Während sich der Kläger mit dem Kollegen unterhielt wurde er von einem Gabelstapler, der mit einer Gitterbox beladen war, angefahren. Dabei ging der Kläger zu Boden und zog sich mehrere Frakturen zu, die operativ versorgt werden mussten.

Der genaue Unfallhergang ist im Prozess unklar geblieben. Der Arbeitgeber und der Kläger tragen verschiedene Hergänge vor.

Entscheidung des LSG Baden-Württemberg

Das LSG entschied, dass der Kläger einen Arbeitsunfall erlitten habe, welcher von der Unfallversicherung abgedeckt sei. Der Kläger habe zwar zum Zeitpunkt des Unfalls keine Tätigkeit verrichtet, die unmittelbar einer versicherten Tätigkeit zuzurechnen sei, es verwirkliche sich aber ein spezifischer Gefahrenzusammenhang, welcher der versicherten Tätigkeit zuzurechnen sei.

Das LSG nimmt eine wertende Betrachtung vor, wonach sich ein Risiko aus der Sphäre der versicherten Tätigkeit verwirkliche und daher dieser zuzurechnen sei. So sei ein Versicherungsschutz bei eigenwirtschaftlichen Verrichtungen nicht vollkommen ausgeschlossen. Insbesondere könne sich eine „besondere Betriebsgefahr“ auch bei eigenwirtschaftlichen Verrichtungen verwirklichen. Solche besonderen Betriebsgefahren können bspw. betrieblichen Einrichtungen entspringen, wie Gebäuden und Maschinen.
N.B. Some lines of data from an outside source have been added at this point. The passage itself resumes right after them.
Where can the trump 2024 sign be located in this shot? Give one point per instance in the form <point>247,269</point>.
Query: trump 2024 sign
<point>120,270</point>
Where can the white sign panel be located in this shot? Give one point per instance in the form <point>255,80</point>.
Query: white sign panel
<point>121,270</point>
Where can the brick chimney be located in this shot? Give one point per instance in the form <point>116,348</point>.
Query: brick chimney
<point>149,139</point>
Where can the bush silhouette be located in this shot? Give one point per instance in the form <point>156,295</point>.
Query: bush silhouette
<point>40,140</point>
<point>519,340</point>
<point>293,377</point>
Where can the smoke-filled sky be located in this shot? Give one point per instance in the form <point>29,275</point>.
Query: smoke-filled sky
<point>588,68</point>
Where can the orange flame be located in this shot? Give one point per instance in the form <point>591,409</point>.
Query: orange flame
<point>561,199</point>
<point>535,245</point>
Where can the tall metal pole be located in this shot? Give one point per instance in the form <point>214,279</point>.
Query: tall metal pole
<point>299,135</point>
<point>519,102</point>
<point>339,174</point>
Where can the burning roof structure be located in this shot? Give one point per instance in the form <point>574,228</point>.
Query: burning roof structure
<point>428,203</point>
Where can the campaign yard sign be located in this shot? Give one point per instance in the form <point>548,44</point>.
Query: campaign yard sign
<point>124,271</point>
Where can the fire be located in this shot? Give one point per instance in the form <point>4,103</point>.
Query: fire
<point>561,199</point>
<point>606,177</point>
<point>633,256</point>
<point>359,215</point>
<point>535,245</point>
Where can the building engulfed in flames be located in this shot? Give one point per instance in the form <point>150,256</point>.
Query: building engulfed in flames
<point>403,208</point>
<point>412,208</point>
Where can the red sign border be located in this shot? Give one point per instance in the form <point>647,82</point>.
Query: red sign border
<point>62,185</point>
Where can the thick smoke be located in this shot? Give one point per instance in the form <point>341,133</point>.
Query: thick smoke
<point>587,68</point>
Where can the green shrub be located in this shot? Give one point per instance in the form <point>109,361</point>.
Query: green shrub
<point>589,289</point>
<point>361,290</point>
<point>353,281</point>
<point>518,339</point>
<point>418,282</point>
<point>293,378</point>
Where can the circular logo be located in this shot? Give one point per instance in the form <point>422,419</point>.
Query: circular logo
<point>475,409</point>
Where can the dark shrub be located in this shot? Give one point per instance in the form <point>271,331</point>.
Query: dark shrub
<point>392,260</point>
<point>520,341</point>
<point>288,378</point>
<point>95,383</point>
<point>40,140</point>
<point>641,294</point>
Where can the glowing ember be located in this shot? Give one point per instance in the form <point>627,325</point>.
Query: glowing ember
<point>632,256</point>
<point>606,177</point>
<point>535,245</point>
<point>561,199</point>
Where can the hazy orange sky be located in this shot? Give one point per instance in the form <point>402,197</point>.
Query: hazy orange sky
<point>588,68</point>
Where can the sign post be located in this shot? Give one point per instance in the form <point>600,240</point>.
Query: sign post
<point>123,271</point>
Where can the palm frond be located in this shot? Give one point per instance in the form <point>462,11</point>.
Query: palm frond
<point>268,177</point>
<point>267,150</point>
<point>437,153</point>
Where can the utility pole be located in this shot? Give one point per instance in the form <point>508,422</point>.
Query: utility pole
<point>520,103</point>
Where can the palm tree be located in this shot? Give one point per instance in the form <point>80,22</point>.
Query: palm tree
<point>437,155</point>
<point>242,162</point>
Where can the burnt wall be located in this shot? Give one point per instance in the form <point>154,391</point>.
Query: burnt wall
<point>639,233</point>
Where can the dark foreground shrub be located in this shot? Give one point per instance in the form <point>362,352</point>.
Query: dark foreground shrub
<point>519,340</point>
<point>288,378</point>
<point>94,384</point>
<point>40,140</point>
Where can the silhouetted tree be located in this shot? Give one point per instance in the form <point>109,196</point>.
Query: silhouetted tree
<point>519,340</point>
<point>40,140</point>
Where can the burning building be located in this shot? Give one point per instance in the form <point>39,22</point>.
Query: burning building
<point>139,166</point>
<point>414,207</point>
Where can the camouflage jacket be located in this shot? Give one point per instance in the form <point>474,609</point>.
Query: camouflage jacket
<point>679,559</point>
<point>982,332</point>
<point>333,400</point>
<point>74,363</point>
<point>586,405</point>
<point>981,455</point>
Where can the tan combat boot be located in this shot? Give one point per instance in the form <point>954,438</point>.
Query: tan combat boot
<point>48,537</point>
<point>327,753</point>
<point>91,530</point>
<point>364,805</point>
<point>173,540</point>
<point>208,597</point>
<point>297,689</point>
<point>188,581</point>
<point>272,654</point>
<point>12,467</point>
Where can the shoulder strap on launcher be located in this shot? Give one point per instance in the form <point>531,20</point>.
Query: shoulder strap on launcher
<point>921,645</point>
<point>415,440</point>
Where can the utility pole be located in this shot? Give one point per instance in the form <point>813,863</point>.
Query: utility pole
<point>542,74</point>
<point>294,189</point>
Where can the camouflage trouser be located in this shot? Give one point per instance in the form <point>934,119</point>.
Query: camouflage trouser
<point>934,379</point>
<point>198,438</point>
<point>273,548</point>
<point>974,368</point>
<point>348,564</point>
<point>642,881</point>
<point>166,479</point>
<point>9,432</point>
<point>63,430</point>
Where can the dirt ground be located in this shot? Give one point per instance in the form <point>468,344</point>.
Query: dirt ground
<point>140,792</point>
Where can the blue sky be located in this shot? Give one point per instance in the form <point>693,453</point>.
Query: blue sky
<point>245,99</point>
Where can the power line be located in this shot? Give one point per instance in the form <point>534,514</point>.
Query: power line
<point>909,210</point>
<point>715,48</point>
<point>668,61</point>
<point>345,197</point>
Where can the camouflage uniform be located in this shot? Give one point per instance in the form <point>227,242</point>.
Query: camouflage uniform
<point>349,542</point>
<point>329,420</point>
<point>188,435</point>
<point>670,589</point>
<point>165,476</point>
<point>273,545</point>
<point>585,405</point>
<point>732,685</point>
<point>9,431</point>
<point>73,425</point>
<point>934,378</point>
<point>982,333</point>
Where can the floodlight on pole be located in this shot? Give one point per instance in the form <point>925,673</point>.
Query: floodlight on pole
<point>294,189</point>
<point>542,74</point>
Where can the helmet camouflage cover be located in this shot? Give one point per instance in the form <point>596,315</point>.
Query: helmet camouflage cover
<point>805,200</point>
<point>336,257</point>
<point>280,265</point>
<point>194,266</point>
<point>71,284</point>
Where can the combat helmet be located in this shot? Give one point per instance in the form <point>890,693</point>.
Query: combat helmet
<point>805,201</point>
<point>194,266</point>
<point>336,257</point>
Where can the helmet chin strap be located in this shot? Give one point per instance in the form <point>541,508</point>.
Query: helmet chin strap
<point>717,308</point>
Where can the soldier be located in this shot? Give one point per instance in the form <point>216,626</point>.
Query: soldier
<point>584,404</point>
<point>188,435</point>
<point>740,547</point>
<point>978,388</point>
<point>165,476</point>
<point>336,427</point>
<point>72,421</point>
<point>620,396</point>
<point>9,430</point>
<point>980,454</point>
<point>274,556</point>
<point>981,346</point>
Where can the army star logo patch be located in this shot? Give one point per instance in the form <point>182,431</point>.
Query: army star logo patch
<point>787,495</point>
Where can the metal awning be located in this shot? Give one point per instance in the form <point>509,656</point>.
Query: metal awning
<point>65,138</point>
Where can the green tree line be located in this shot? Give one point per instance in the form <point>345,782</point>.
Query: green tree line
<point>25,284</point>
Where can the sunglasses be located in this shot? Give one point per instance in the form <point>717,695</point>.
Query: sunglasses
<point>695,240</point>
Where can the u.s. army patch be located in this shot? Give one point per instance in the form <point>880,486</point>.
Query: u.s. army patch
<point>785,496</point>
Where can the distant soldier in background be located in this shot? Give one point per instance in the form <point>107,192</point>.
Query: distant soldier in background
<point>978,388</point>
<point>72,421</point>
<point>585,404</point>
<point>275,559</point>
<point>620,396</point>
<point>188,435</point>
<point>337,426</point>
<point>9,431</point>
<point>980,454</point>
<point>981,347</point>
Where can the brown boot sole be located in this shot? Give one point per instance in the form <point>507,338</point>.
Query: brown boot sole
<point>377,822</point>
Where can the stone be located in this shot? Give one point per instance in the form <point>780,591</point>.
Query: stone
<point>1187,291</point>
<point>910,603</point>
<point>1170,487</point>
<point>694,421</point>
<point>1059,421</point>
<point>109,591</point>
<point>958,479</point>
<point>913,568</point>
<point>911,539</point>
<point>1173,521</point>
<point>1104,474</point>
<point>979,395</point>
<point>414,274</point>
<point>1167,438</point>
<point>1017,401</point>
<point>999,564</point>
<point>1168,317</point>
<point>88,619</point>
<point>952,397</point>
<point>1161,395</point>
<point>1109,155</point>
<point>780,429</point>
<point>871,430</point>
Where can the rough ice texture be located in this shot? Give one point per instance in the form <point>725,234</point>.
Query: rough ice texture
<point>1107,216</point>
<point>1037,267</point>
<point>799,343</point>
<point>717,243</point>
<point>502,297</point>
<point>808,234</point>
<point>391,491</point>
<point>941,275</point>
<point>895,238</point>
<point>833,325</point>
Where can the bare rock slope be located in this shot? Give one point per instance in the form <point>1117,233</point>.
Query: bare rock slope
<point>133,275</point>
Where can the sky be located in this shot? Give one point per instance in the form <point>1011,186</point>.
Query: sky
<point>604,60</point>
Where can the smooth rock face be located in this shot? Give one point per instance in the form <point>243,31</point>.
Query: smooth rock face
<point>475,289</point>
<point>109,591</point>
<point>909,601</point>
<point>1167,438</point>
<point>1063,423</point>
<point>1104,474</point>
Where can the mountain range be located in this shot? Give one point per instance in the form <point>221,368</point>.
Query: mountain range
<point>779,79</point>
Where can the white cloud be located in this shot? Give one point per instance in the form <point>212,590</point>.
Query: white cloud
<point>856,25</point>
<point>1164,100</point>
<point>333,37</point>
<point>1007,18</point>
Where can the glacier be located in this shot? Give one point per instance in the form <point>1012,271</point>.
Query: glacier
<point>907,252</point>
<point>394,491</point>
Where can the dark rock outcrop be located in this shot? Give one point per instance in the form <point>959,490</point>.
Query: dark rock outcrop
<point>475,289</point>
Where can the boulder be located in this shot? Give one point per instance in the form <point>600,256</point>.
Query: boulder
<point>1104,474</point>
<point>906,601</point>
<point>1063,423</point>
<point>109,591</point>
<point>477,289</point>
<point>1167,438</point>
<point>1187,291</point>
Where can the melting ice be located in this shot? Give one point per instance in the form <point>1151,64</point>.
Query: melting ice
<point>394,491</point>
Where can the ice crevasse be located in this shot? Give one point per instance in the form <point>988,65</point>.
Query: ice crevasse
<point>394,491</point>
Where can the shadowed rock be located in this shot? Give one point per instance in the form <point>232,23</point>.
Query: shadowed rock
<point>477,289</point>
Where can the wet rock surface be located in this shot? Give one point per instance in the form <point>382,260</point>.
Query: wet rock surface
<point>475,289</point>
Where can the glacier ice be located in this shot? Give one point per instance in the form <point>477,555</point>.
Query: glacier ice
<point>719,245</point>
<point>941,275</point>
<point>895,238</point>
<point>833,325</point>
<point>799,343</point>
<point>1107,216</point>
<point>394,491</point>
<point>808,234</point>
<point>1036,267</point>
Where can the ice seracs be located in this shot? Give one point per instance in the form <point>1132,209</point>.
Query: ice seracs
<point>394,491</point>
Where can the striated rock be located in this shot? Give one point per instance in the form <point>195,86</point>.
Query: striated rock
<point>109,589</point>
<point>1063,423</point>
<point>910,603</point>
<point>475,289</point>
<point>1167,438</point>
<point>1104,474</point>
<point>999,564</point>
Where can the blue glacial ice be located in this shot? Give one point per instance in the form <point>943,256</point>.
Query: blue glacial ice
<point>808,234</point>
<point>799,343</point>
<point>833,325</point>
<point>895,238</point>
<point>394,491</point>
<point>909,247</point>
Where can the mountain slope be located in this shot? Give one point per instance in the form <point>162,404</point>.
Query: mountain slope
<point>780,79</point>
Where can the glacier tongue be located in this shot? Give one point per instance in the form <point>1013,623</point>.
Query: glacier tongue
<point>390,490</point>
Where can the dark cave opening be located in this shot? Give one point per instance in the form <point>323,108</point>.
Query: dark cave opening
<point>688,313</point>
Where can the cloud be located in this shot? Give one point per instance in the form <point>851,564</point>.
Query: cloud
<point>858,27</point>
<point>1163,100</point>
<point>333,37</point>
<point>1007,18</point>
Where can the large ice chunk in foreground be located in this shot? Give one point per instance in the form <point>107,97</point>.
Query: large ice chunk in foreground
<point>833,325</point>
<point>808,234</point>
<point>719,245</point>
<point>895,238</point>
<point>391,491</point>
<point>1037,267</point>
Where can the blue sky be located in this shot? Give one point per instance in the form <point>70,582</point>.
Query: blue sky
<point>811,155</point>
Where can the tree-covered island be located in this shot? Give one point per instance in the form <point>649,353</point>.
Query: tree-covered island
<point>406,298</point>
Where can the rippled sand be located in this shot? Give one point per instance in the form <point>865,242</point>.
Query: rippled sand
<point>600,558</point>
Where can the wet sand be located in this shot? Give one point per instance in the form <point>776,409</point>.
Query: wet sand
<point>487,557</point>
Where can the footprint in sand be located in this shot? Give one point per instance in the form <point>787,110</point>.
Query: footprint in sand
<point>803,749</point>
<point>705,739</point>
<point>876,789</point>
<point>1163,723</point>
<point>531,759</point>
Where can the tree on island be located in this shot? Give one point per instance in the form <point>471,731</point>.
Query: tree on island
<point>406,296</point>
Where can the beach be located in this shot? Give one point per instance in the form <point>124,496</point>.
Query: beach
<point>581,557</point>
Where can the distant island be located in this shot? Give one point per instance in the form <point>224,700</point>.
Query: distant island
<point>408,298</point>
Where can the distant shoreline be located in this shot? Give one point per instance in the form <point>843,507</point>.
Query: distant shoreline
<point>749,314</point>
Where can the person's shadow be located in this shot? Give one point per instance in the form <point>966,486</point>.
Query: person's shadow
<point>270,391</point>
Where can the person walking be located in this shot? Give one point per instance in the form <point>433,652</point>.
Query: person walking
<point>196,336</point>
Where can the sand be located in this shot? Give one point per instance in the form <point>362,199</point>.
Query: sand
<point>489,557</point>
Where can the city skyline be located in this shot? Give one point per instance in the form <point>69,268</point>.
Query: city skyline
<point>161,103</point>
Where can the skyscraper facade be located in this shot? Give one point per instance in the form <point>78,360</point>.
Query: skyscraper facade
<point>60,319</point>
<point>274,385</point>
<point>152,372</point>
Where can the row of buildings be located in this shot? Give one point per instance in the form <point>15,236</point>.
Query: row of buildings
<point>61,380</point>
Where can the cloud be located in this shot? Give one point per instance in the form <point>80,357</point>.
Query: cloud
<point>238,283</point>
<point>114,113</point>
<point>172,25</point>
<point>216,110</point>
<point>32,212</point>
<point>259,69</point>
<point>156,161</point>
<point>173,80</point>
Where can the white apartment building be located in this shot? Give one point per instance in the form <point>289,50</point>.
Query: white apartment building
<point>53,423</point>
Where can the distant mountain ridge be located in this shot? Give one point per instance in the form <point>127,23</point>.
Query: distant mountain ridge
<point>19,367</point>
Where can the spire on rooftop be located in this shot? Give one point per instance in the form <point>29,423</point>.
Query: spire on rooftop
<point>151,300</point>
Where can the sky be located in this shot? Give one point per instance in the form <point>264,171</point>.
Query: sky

Der Versicherungsschutz resultiere dann aus dem Sinn und Zweck der Unfallversicherung, die den Beschäftigten vor Gefahren des Betriebs versichern soll, denen die Beschäftigten wegen ihrer Beschäftigung ausgesetzt sind.

So stelle der Gabelstapler ein objektiv gefährliches Betriebsmittel dar, dessen Nutzung eine „besondere Betriebsgefahr“ sei. Auch die Deutsche Gesetzliche Unfallversicherung gehe auf Ihrer Website von einem hohen Gefährdungspotential von Gabelstaplern aus. Danach sei die Gefahr von Gabelstaplern im Vergleich zum allgemeinen Straßenverkehr erhöht und nachgewiesen und zudem Gegenstand besonderer Unfallverhütungsvorschriften.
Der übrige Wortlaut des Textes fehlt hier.